Related Work & Insights¶
- vs. llama.cpp (Single-device mmap): Both use mmap for on-demand loading, but llama.cpp suffers from page faults under memory pressure (8 s/token for 60B); prima.cpp uses PRP to distribute loading across devices, maintaining sub-second TPOT for 70B.
- vs. exo (PP with Memory-proportional Layering): exo assumes aggregate RAM fits the model and uses heuristic layering, leading to GPU bottlenecks. prima.cpp uses Halda for optimal layering and supports disk offloading.
- vs. dllama (Tensor Parallelism): dllama relies on TP, but an 8B model requires 64 all-reduces. Communication latency on Wi-Fi dominates (estimated +24s per token for 70B). PRP's low communication is a better fit.
- vs.
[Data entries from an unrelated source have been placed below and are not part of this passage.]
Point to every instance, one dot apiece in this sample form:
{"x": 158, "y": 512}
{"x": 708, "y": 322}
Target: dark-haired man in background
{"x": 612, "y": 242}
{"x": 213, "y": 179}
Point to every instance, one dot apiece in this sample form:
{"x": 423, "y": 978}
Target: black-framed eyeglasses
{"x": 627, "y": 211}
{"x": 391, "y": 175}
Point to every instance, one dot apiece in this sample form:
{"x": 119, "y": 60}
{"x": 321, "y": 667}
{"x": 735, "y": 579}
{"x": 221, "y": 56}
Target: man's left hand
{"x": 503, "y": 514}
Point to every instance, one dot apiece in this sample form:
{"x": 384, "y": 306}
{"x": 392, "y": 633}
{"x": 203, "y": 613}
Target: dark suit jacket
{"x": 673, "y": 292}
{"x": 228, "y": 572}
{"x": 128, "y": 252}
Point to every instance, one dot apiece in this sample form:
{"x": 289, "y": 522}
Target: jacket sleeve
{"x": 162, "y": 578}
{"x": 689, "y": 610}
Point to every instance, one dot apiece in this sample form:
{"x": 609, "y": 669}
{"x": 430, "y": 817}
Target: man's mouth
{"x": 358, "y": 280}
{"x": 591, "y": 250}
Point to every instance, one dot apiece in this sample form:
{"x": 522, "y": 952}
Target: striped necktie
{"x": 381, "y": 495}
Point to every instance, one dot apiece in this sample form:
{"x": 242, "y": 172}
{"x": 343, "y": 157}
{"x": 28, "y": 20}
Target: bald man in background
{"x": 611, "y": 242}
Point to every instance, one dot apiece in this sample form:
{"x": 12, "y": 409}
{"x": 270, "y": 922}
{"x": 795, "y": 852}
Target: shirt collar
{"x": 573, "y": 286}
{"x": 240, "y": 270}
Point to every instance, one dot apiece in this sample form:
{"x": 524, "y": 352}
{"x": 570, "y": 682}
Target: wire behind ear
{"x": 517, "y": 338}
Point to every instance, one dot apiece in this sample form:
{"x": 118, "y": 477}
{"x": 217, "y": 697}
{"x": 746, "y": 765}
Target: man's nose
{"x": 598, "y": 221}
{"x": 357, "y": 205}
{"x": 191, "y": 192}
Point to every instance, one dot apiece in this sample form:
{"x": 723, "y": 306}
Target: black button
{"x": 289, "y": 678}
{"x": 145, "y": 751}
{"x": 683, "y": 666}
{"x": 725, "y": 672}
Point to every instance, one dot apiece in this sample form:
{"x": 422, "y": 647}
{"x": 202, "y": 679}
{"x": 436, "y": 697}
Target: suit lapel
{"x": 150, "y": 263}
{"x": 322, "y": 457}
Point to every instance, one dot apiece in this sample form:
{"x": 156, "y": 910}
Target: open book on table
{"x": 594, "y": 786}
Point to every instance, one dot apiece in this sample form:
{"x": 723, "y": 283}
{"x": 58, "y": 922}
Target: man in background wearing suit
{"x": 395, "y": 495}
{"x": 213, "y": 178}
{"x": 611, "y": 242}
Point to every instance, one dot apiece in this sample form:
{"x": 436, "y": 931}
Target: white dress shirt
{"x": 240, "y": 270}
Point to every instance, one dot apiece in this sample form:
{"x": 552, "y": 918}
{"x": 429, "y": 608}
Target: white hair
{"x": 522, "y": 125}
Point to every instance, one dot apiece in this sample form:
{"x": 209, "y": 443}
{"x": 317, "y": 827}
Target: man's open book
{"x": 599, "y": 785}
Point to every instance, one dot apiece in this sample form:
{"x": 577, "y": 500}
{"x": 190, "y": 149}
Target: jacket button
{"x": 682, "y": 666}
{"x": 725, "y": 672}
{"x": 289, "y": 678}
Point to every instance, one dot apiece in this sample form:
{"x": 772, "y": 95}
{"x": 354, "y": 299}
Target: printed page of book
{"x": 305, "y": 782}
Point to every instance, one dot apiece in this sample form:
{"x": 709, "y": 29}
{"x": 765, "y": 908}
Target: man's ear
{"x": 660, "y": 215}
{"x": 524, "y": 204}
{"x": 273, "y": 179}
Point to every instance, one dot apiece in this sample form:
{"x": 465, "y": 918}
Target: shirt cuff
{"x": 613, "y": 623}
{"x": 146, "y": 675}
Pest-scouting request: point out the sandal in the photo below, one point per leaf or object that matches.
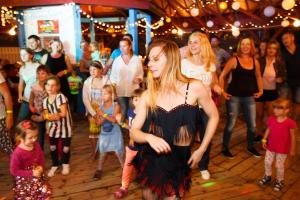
(121, 193)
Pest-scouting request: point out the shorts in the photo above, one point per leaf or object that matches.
(94, 129)
(291, 92)
(268, 95)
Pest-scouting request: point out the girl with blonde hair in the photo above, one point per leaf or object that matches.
(200, 64)
(245, 86)
(166, 123)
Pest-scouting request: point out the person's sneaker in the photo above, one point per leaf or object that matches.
(52, 171)
(120, 193)
(227, 154)
(97, 175)
(66, 169)
(265, 180)
(258, 138)
(254, 152)
(278, 185)
(205, 174)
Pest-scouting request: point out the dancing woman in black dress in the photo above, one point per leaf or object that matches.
(166, 123)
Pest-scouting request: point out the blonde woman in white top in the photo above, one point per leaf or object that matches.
(200, 64)
(127, 73)
(27, 78)
(91, 95)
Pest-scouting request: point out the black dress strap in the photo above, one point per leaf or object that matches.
(186, 92)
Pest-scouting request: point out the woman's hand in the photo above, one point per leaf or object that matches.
(292, 152)
(158, 144)
(195, 158)
(20, 99)
(258, 94)
(61, 73)
(226, 95)
(137, 80)
(9, 121)
(100, 112)
(264, 144)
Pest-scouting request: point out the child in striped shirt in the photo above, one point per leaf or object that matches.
(57, 113)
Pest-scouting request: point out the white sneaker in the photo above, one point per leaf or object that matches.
(52, 171)
(66, 169)
(205, 174)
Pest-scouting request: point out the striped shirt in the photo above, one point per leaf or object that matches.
(60, 128)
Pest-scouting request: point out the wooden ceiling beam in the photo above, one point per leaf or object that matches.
(140, 4)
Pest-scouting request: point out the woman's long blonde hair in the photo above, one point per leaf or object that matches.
(170, 75)
(206, 53)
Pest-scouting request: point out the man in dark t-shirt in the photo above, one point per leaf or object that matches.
(291, 56)
(34, 43)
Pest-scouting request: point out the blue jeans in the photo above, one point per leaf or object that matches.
(203, 164)
(124, 103)
(249, 111)
(23, 112)
(42, 132)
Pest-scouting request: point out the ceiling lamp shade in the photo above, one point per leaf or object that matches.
(195, 12)
(269, 11)
(235, 5)
(288, 4)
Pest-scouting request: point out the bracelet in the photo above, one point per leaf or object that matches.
(9, 111)
(123, 125)
(46, 116)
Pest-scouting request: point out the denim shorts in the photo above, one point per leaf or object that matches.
(291, 92)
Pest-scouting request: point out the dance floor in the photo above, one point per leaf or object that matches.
(230, 179)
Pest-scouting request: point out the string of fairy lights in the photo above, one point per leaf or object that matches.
(9, 16)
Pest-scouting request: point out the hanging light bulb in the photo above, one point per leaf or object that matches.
(195, 12)
(296, 23)
(288, 4)
(180, 32)
(174, 31)
(285, 23)
(223, 5)
(12, 31)
(168, 19)
(235, 5)
(185, 24)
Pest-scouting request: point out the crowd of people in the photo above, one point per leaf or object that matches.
(177, 107)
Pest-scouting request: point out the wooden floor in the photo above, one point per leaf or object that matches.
(231, 179)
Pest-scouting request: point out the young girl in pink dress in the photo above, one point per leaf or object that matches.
(279, 140)
(27, 164)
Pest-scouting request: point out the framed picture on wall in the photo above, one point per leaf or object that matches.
(48, 26)
(45, 40)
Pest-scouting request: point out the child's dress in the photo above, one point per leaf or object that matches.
(110, 137)
(25, 185)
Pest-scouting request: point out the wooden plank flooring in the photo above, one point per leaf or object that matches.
(231, 179)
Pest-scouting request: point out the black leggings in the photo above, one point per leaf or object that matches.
(66, 153)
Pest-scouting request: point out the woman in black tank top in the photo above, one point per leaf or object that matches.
(165, 125)
(246, 84)
(59, 65)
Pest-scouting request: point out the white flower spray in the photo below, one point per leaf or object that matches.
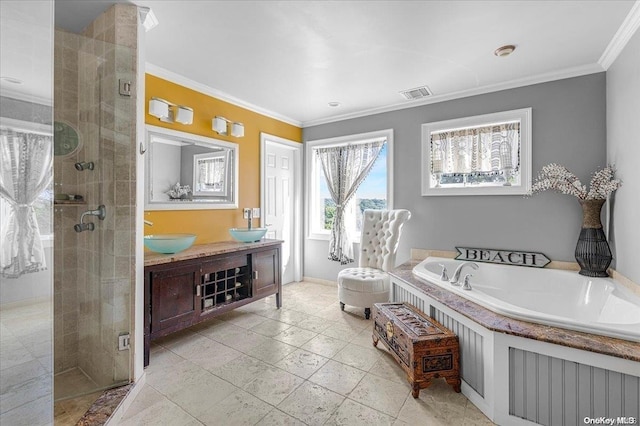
(558, 178)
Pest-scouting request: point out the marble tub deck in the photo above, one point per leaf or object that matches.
(499, 323)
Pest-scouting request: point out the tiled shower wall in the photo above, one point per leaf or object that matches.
(95, 270)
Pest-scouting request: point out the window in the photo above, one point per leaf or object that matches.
(43, 204)
(373, 193)
(481, 155)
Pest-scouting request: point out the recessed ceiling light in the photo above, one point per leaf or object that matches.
(504, 50)
(11, 80)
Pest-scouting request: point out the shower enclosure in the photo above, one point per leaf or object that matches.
(94, 203)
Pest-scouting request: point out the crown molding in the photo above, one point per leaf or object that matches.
(25, 97)
(621, 37)
(528, 81)
(210, 91)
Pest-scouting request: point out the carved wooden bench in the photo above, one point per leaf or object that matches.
(424, 348)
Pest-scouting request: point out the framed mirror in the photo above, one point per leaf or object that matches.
(187, 172)
(481, 155)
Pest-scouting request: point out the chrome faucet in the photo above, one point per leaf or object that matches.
(455, 280)
(443, 275)
(467, 284)
(249, 219)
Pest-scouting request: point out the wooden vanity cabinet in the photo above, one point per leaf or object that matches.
(181, 293)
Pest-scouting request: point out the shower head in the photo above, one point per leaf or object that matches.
(82, 166)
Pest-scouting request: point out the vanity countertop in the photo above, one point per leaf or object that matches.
(204, 250)
(499, 323)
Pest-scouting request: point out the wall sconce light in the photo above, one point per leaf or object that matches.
(159, 108)
(148, 18)
(220, 124)
(169, 113)
(183, 114)
(237, 130)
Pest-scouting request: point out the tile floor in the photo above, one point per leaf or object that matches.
(26, 363)
(71, 395)
(306, 364)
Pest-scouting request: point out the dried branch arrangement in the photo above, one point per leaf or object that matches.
(558, 178)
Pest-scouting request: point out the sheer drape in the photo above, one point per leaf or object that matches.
(481, 149)
(345, 167)
(25, 171)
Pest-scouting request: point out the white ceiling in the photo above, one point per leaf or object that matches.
(291, 58)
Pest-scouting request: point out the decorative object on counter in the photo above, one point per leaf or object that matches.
(592, 251)
(248, 235)
(505, 257)
(178, 192)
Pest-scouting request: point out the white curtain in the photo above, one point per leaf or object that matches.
(25, 171)
(480, 149)
(345, 167)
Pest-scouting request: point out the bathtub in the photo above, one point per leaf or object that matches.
(553, 297)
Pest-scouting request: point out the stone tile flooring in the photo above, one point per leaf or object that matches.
(308, 363)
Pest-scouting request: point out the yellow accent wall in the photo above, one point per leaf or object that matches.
(212, 225)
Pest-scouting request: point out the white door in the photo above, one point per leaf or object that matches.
(281, 178)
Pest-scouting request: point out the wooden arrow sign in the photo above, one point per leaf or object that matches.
(505, 257)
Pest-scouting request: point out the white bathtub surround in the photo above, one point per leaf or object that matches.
(559, 298)
(519, 372)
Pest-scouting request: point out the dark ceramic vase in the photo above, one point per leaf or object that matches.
(592, 251)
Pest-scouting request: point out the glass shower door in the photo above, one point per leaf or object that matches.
(94, 185)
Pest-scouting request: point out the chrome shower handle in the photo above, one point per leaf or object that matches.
(100, 213)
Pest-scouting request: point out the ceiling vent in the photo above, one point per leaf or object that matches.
(417, 93)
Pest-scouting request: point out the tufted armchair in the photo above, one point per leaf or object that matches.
(369, 283)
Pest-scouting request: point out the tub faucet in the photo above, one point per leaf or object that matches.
(443, 275)
(455, 280)
(467, 284)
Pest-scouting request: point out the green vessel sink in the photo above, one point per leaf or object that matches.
(246, 235)
(168, 243)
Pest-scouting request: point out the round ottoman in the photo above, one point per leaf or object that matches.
(363, 287)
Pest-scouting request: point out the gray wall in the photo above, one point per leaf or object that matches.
(623, 150)
(568, 128)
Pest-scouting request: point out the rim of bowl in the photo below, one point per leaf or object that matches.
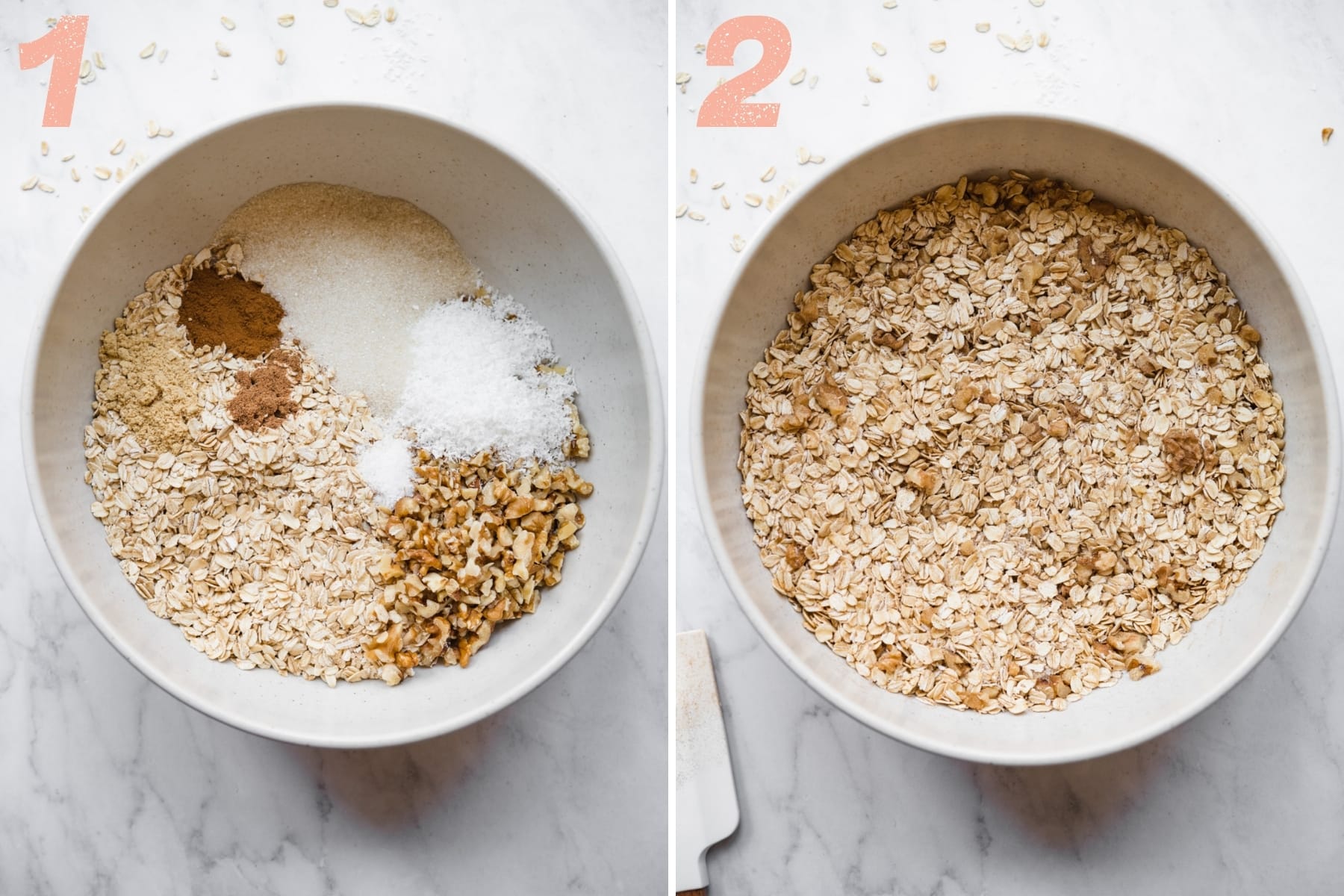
(617, 586)
(1046, 755)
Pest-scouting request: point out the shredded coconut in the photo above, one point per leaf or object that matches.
(480, 376)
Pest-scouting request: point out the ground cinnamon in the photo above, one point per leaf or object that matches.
(262, 399)
(231, 312)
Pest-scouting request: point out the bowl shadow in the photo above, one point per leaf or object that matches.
(1066, 806)
(396, 788)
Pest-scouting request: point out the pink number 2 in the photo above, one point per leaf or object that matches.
(63, 45)
(725, 107)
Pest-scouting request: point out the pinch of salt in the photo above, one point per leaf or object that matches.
(388, 467)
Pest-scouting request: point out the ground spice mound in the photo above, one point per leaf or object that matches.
(146, 379)
(231, 312)
(264, 394)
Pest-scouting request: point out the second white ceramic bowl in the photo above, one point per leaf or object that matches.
(1226, 644)
(529, 240)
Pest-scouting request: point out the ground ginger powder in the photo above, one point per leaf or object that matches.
(146, 379)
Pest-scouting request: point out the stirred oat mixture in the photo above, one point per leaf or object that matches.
(231, 496)
(1012, 444)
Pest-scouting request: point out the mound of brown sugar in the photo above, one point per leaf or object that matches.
(231, 312)
(262, 399)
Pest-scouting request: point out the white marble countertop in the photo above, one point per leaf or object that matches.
(111, 786)
(1249, 797)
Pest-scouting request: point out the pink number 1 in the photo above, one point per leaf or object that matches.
(65, 46)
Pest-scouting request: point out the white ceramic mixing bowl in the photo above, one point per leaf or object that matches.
(529, 238)
(1226, 644)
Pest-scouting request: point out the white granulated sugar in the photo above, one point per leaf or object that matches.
(473, 383)
(354, 270)
(388, 467)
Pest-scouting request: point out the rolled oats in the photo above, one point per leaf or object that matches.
(1012, 444)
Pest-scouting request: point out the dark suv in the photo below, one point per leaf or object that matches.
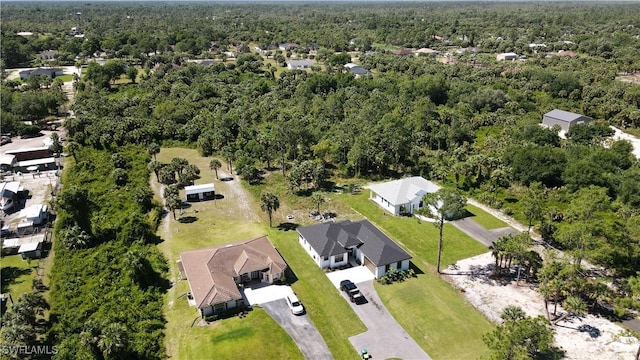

TPI-LLM: Also uses on-demand loading + prefetch for 70B on 4 GiB devices, but stays at 30 s/token. prima.cpp’s ring and scheduling approach bring this to sub-second levels.
Rating¶
- Novelty: ⭐⭐⭐⭐⭐ PRP resolves prefetch-release conflict; rigorous ILP for heterogeneous layering is innovative and solid.
- Experimental Thoroughness: ⭐⭐⭐⭐⭐ Real 6-device testbed, 3 strong baselines, 8-70B scale, comprehensive ablation, and multi-model verification.
- Writing Quality: ⭐⭐⭐⭐ Clear problem decomposition (Q1/Q2), though many core proofs and details are relegated to the appendix.
- Value: ⭐⭐⭐⭐⭐ Enables running 30-70B models for free on existing home hardware, directly impacting the local privacy-focused LLM deployment.